Lee Jackson Beauregard said:
Heinie,
I worked as a "courtesy clerk" (or common garden variety bag boy) when I was 16. I don't know how to put into words how much it sucked. Wound up quitting after six weeks and without notice, which I remember really infuriating my mother. I called to tell the manager I was a goner, and he said, "OK, you realize this will upset your references." Right. Like anyone in their proper freakin' mind would ever list having been a bag boy on a future job application.
Sounds familiar. I worked at KMart as a "runner," which was the modern term for low-paid jack of all trades and master of none, in the summer of 1990. Need someone to operate the cash register up front? Get the runner! Need someone to clean up a pile of puke in aisle six? Get the runner! Need someone to chase down the knife-wielding shoplifter? Get the runner! (somehow avoided that, though we all heard the horror story of the guy who caught a shoplifter and was bitten as the shoplifter yelled "I HAVE AIDS!!!")

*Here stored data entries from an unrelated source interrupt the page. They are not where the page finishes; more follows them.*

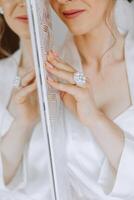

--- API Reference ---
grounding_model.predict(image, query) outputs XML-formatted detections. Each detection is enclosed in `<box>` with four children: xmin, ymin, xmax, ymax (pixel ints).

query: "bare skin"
<box><xmin>0</xmin><ymin>0</ymin><xmax>40</xmax><ymax>184</ymax></box>
<box><xmin>48</xmin><ymin>0</ymin><xmax>131</xmax><ymax>171</ymax></box>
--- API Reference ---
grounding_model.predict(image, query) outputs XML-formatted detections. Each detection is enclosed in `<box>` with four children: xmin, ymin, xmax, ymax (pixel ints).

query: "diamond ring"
<box><xmin>13</xmin><ymin>75</ymin><xmax>21</xmax><ymax>89</ymax></box>
<box><xmin>73</xmin><ymin>72</ymin><xmax>86</xmax><ymax>86</ymax></box>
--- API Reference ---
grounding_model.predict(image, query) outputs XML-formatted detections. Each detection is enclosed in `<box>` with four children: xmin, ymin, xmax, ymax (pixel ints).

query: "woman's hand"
<box><xmin>1</xmin><ymin>69</ymin><xmax>40</xmax><ymax>184</ymax></box>
<box><xmin>46</xmin><ymin>50</ymin><xmax>102</xmax><ymax>126</ymax></box>
<box><xmin>8</xmin><ymin>69</ymin><xmax>40</xmax><ymax>129</ymax></box>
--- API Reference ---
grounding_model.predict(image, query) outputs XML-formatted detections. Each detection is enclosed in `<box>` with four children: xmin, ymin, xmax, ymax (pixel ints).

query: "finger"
<box><xmin>15</xmin><ymin>81</ymin><xmax>37</xmax><ymax>103</ymax></box>
<box><xmin>47</xmin><ymin>77</ymin><xmax>84</xmax><ymax>100</ymax></box>
<box><xmin>46</xmin><ymin>62</ymin><xmax>75</xmax><ymax>84</ymax></box>
<box><xmin>46</xmin><ymin>62</ymin><xmax>90</xmax><ymax>88</ymax></box>
<box><xmin>47</xmin><ymin>50</ymin><xmax>64</xmax><ymax>64</ymax></box>
<box><xmin>47</xmin><ymin>51</ymin><xmax>75</xmax><ymax>73</ymax></box>
<box><xmin>21</xmin><ymin>70</ymin><xmax>35</xmax><ymax>87</ymax></box>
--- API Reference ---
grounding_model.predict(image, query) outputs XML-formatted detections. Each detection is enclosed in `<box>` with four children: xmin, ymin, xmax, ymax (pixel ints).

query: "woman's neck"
<box><xmin>19</xmin><ymin>38</ymin><xmax>34</xmax><ymax>70</ymax></box>
<box><xmin>73</xmin><ymin>17</ymin><xmax>124</xmax><ymax>71</ymax></box>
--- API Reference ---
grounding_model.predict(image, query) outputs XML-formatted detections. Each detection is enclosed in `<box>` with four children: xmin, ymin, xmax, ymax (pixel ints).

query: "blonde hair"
<box><xmin>0</xmin><ymin>15</ymin><xmax>19</xmax><ymax>59</ymax></box>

It re-defined the suck in so many ways. 12:30-9:30 on Saturdays, 10-6 on Sundays, plus several weekday nights from 5-9:30. The manager had been there nine years, which was six years longer than she was supposed to be there, and for all I know the old windbag is still there. If you weren't on the lifetime plan, she had no use for you. I went away to a summer journalism convention one week and got home Saturday at like 3 pm. I had a message waiting for me from the manager: "WHERE ARE YOU?" Uhh, I'm off until Sunday, sunshine.

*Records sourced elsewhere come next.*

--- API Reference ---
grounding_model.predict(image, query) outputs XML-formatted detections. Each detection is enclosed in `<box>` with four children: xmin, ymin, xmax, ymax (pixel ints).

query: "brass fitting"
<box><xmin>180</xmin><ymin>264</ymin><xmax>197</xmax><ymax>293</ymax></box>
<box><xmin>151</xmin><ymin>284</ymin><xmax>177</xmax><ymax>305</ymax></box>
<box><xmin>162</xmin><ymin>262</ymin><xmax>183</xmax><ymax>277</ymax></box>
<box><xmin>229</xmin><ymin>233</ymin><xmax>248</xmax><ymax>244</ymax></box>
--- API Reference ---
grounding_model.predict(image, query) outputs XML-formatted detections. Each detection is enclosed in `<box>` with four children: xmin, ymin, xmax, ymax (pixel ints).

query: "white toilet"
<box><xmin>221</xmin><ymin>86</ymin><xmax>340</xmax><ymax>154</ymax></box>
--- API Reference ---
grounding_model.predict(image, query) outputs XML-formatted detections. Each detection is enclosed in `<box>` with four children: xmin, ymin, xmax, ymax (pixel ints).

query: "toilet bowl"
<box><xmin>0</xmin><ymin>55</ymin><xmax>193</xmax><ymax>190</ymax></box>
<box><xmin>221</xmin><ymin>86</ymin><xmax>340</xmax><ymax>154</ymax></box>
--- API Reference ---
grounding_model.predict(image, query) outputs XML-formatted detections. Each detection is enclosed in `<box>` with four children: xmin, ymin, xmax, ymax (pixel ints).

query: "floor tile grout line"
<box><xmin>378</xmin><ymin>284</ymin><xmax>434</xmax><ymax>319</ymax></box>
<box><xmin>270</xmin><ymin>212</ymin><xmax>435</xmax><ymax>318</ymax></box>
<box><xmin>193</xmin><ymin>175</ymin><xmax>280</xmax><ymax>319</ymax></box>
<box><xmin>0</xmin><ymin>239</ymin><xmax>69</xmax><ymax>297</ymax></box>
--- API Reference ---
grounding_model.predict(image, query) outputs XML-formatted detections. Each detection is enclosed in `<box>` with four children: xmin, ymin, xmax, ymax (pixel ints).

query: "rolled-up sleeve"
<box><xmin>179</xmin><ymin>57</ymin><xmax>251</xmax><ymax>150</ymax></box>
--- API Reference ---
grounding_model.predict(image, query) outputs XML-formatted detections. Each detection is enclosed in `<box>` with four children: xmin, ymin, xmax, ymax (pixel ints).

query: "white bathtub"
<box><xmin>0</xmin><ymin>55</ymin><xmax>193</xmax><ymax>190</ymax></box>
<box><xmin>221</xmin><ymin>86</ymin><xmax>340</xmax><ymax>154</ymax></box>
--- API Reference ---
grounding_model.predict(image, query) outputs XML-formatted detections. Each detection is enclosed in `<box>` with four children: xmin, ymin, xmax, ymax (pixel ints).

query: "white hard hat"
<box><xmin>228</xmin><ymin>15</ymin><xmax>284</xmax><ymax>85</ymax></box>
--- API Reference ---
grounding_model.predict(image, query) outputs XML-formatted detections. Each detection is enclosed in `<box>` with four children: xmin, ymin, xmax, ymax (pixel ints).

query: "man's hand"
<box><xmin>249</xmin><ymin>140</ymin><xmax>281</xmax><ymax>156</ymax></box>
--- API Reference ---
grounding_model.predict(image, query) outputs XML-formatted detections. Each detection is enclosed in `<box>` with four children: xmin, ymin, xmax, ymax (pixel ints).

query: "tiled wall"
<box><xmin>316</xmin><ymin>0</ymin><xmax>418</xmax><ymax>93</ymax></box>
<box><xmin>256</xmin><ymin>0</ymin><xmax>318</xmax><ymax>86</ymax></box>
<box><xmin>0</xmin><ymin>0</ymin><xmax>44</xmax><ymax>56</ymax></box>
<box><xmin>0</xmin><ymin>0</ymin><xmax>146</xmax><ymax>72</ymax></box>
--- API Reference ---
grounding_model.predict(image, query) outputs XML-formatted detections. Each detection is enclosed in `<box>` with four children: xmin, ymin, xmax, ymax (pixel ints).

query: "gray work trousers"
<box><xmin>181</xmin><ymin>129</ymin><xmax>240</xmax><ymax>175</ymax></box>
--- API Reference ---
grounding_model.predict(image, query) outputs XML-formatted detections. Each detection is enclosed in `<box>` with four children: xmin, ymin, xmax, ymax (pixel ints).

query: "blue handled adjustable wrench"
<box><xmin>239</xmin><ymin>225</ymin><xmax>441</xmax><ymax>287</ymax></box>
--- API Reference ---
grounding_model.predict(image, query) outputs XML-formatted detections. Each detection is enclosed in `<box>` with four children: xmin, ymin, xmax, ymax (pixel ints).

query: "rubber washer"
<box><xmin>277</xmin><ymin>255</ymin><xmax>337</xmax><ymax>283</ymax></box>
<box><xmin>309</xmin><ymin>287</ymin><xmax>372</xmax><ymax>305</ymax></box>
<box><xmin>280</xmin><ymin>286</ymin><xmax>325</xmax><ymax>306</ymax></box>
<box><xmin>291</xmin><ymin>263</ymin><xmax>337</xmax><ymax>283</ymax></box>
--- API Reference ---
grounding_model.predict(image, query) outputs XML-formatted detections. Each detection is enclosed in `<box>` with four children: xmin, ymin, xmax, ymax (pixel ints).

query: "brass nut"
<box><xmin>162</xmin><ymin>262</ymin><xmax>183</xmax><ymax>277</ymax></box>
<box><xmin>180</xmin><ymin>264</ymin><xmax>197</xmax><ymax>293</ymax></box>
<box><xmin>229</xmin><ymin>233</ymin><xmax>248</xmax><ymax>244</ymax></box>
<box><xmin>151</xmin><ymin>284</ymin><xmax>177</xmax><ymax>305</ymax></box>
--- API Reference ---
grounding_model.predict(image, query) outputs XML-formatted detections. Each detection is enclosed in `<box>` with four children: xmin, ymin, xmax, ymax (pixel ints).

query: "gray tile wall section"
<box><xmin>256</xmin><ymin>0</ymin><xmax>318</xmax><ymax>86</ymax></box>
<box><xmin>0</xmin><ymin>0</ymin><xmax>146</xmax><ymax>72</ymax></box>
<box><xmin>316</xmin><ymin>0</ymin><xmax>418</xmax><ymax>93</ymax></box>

And the personnel manager was the same way, and with the worst teeth I've ever seen to boot. She was married to the guy who ran the auto section. Apparently, newspapers aren't the only incestous employers.

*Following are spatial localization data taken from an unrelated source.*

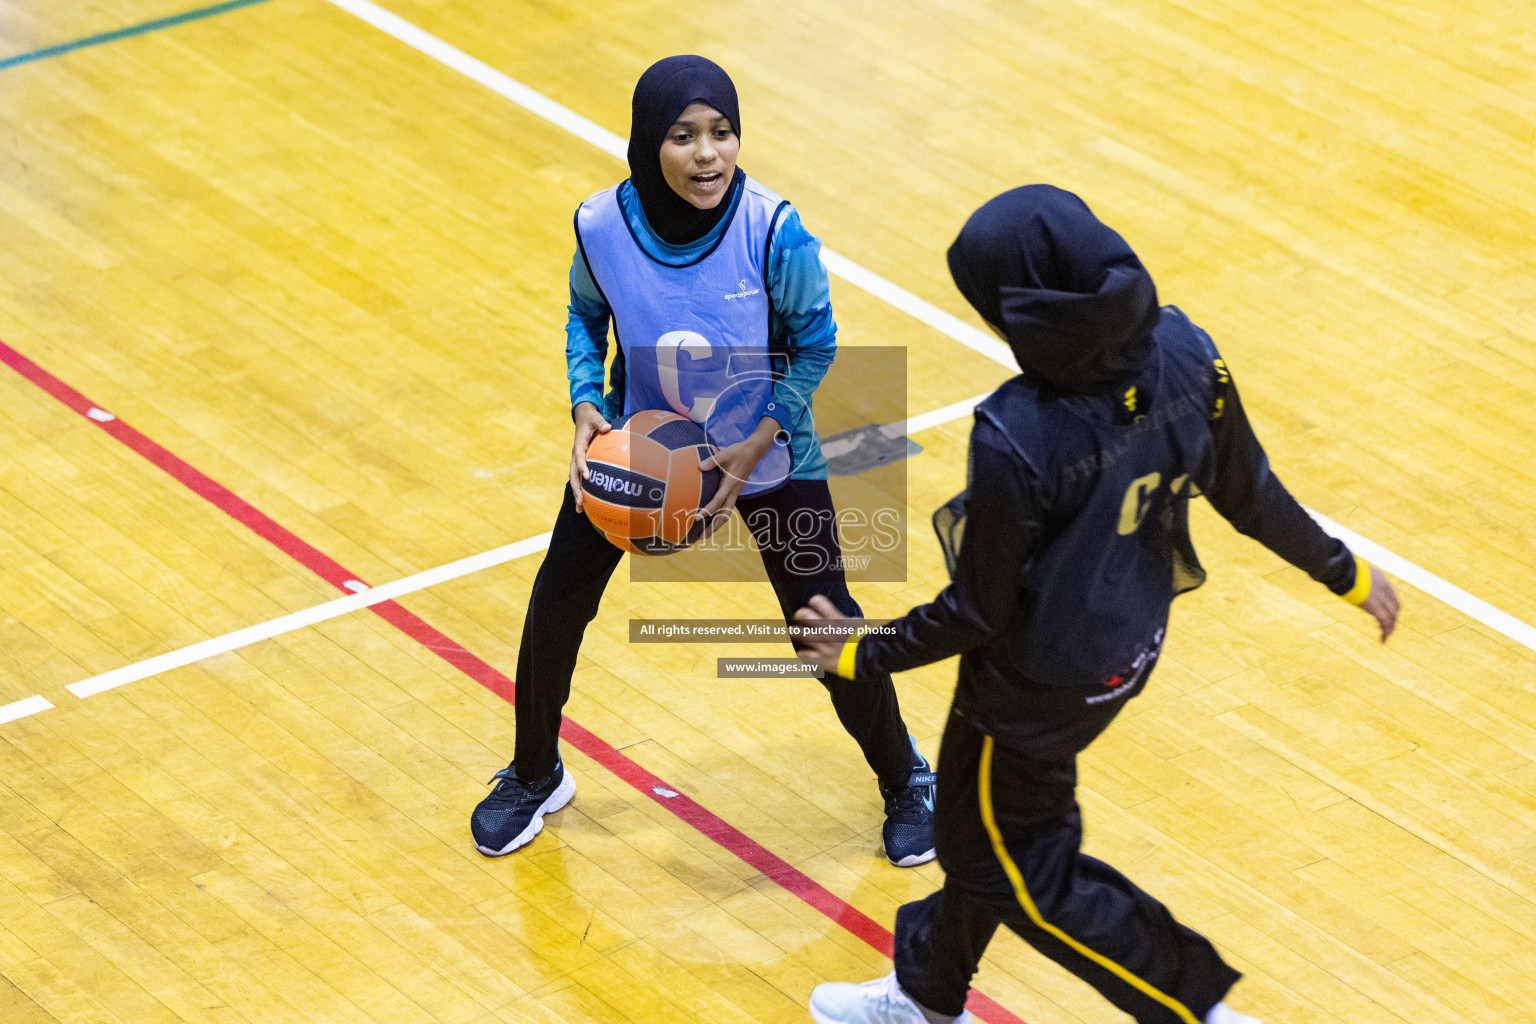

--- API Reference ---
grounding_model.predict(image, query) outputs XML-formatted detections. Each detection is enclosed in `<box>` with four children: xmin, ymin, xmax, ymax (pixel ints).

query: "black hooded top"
<box><xmin>627</xmin><ymin>55</ymin><xmax>746</xmax><ymax>246</ymax></box>
<box><xmin>847</xmin><ymin>185</ymin><xmax>1358</xmax><ymax>753</ymax></box>
<box><xmin>947</xmin><ymin>184</ymin><xmax>1159</xmax><ymax>395</ymax></box>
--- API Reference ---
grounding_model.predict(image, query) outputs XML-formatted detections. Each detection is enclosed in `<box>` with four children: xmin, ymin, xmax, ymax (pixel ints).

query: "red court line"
<box><xmin>1</xmin><ymin>337</ymin><xmax>1024</xmax><ymax>1024</ymax></box>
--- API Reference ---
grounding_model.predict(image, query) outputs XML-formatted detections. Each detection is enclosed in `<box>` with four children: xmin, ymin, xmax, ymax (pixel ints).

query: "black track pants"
<box><xmin>894</xmin><ymin>707</ymin><xmax>1240</xmax><ymax>1023</ymax></box>
<box><xmin>511</xmin><ymin>480</ymin><xmax>914</xmax><ymax>790</ymax></box>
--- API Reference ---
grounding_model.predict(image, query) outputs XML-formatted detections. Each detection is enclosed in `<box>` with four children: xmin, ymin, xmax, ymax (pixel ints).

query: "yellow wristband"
<box><xmin>835</xmin><ymin>636</ymin><xmax>860</xmax><ymax>679</ymax></box>
<box><xmin>1341</xmin><ymin>555</ymin><xmax>1373</xmax><ymax>607</ymax></box>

I wanted to quit in the worst way in the middle of the summer but my mother wouldn't let me. Mom told me if I quit I'd be completely on my own...no car, no spending money, no nothing all summer long. So that made it really satisfying come the first Saturday of September, when I told her I couldn't balance working at KMart along with running cross country and my senior year studies. (wink wink) She told me it was OK if I quit. I never drove to the store so fast in my life. The personnel manager tried telling me how much I'd regret this and I was like OK whatever I will never see you again.
I was determined to not only never work in retail full-time as an adult, I was determined that I'd never do that again, anywhere, and that the next gig I had would pay me to write. I was right.
I bought a couple CDs with my last check (Bad Company's Holy Water was one of them) and, instead of hating life at KMart for nine hours, dozed on the bed during a cloudless early fall day as the CD played all afternoon long. Man, that was as good as it got.